The natural beauty and spectacular bird life of Extremadura in central Spain
We ventured south this year to sample spring in the wonderful district of Extremadura in central Spain, south-west of Madrid, a region deservedly well-known for its natural beauty and spectacular bird life.
The undulating hills here are still largely clothed in traditional dehesas - managed or abandoned woodland dominated by evergreen oaks, mostly holm oak (Quercus ilex) and cork oak (Quercus suber), the latter the source of my favourite natural, sustainably-harvested product. Here cork finds its way into many traditional and artisanal objects, and not just wine bottles.
The birds and flowers of this region are truly spectacular. The medieval ramparts and church spires of Caceres and Trujillo are nesting sites for lesser kestrels and superb starlings, while almost every tower or pylon boasts at least one nest of a pair of white storks.

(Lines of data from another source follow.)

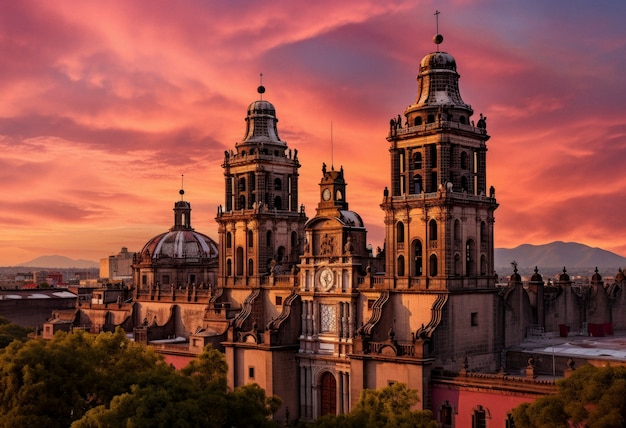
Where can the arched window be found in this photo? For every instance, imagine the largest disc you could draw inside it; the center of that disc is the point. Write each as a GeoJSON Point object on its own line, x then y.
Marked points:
{"type": "Point", "coordinates": [464, 159]}
{"type": "Point", "coordinates": [328, 394]}
{"type": "Point", "coordinates": [417, 184]}
{"type": "Point", "coordinates": [417, 160]}
{"type": "Point", "coordinates": [400, 232]}
{"type": "Point", "coordinates": [239, 261]}
{"type": "Point", "coordinates": [432, 230]}
{"type": "Point", "coordinates": [400, 265]}
{"type": "Point", "coordinates": [483, 233]}
{"type": "Point", "coordinates": [433, 265]}
{"type": "Point", "coordinates": [229, 240]}
{"type": "Point", "coordinates": [417, 258]}
{"type": "Point", "coordinates": [457, 264]}
{"type": "Point", "coordinates": [470, 251]}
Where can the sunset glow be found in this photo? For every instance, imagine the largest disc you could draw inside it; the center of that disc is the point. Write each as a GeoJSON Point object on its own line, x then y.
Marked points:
{"type": "Point", "coordinates": [103, 105]}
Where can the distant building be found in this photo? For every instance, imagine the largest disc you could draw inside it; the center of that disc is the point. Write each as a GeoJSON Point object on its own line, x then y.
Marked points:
{"type": "Point", "coordinates": [117, 267]}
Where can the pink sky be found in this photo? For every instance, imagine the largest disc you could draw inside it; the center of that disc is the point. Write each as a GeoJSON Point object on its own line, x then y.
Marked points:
{"type": "Point", "coordinates": [103, 105]}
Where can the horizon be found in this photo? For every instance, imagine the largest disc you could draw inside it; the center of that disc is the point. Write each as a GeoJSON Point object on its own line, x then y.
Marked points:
{"type": "Point", "coordinates": [99, 118]}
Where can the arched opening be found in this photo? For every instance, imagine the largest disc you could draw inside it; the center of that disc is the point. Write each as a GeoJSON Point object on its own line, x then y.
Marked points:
{"type": "Point", "coordinates": [470, 251]}
{"type": "Point", "coordinates": [457, 232]}
{"type": "Point", "coordinates": [280, 254]}
{"type": "Point", "coordinates": [328, 394]}
{"type": "Point", "coordinates": [400, 265]}
{"type": "Point", "coordinates": [432, 230]}
{"type": "Point", "coordinates": [417, 184]}
{"type": "Point", "coordinates": [417, 258]}
{"type": "Point", "coordinates": [417, 160]}
{"type": "Point", "coordinates": [229, 240]}
{"type": "Point", "coordinates": [399, 232]}
{"type": "Point", "coordinates": [433, 265]}
{"type": "Point", "coordinates": [278, 203]}
{"type": "Point", "coordinates": [239, 261]}
{"type": "Point", "coordinates": [464, 159]}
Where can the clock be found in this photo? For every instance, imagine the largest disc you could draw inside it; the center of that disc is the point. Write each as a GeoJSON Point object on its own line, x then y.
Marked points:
{"type": "Point", "coordinates": [327, 278]}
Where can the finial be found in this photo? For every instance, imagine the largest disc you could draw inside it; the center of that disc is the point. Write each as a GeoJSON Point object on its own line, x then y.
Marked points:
{"type": "Point", "coordinates": [438, 38]}
{"type": "Point", "coordinates": [182, 182]}
{"type": "Point", "coordinates": [261, 88]}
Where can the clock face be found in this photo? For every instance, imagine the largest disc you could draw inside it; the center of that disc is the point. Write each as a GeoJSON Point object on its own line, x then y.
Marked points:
{"type": "Point", "coordinates": [326, 194]}
{"type": "Point", "coordinates": [327, 278]}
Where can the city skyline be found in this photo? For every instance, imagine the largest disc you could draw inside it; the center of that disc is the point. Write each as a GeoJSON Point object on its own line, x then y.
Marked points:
{"type": "Point", "coordinates": [104, 107]}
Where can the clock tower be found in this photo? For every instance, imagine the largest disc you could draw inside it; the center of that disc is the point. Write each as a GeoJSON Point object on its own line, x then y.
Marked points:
{"type": "Point", "coordinates": [332, 268]}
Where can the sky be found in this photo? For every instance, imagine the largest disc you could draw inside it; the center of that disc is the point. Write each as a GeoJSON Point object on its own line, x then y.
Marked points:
{"type": "Point", "coordinates": [104, 106]}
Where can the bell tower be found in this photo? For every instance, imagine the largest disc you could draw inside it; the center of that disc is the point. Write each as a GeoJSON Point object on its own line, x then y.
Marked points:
{"type": "Point", "coordinates": [261, 224]}
{"type": "Point", "coordinates": [439, 214]}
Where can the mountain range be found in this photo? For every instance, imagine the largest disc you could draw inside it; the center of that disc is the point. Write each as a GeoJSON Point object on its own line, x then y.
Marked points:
{"type": "Point", "coordinates": [558, 254]}
{"type": "Point", "coordinates": [571, 255]}
{"type": "Point", "coordinates": [60, 262]}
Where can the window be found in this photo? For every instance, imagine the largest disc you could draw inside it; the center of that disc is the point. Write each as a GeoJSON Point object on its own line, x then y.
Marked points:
{"type": "Point", "coordinates": [417, 248]}
{"type": "Point", "coordinates": [400, 232]}
{"type": "Point", "coordinates": [433, 265]}
{"type": "Point", "coordinates": [474, 319]}
{"type": "Point", "coordinates": [229, 240]}
{"type": "Point", "coordinates": [400, 265]}
{"type": "Point", "coordinates": [432, 229]}
{"type": "Point", "coordinates": [479, 418]}
{"type": "Point", "coordinates": [417, 160]}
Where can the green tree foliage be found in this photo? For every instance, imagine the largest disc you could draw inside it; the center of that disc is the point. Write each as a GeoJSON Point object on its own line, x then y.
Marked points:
{"type": "Point", "coordinates": [10, 332]}
{"type": "Point", "coordinates": [590, 397]}
{"type": "Point", "coordinates": [81, 380]}
{"type": "Point", "coordinates": [386, 407]}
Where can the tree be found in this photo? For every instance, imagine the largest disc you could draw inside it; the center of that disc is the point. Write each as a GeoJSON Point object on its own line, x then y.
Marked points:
{"type": "Point", "coordinates": [591, 396]}
{"type": "Point", "coordinates": [10, 332]}
{"type": "Point", "coordinates": [386, 407]}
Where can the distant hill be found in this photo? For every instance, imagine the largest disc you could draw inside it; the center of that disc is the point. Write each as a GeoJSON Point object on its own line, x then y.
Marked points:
{"type": "Point", "coordinates": [60, 262]}
{"type": "Point", "coordinates": [557, 254]}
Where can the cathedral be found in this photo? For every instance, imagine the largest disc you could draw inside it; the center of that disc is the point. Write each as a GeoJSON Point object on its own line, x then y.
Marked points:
{"type": "Point", "coordinates": [303, 308]}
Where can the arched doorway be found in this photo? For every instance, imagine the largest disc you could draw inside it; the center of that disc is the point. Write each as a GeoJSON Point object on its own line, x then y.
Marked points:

I counted 10 stork nests on one roadside pylon! Loud, mechanical rattling sounds drift through the air as the storks greet each other at their nests, and in the olive groves and gardens the soft, short hooting calls of hoopoes drift from the trees and scrub.
Many pastures are unimproved and are still grazed in traditional fashion, resulting in grassland that has a rich diversity of wildflowers, together with associated invertebrates such as bees, butterflies, and crickets.
The striking flowers of purple viper’s-bugloss (Echium plantagineum) lend many of the fields and meadows a deep blue sheen and contrast with the white and yellows of annual daisy (Bellis annua) and corn marigold (Glebionis segetum).
On rocky hillsides the scrub in many upland areas is dominated by bushes of gum cistus (Cistus ladanifera) with its large white flowers and sticky foliage, along with French lavender (Lavandula stoechas), clumps of yellow-flowered spiny greenweed (Genista hirsuta) and occasional tall spikes of the delicate white asphodel (Asphodelus albus).
In open country over the hills and plains, parties of vultures circled in thermals, in a scene reminiscent of Africa. Griffon vultures are common and along with black kites they do a splendid tidying-up job by feeding on carrion. They can even be spotted gliding high over the picturesque medieval buildings of Caceres and Trujillo.
This part of Spain is one of the best places in Europe to see birds of prey. Booted eagles are common, and the list includes golden, short-toed, Bonelli’s, and the rare Spanish imperial eagle.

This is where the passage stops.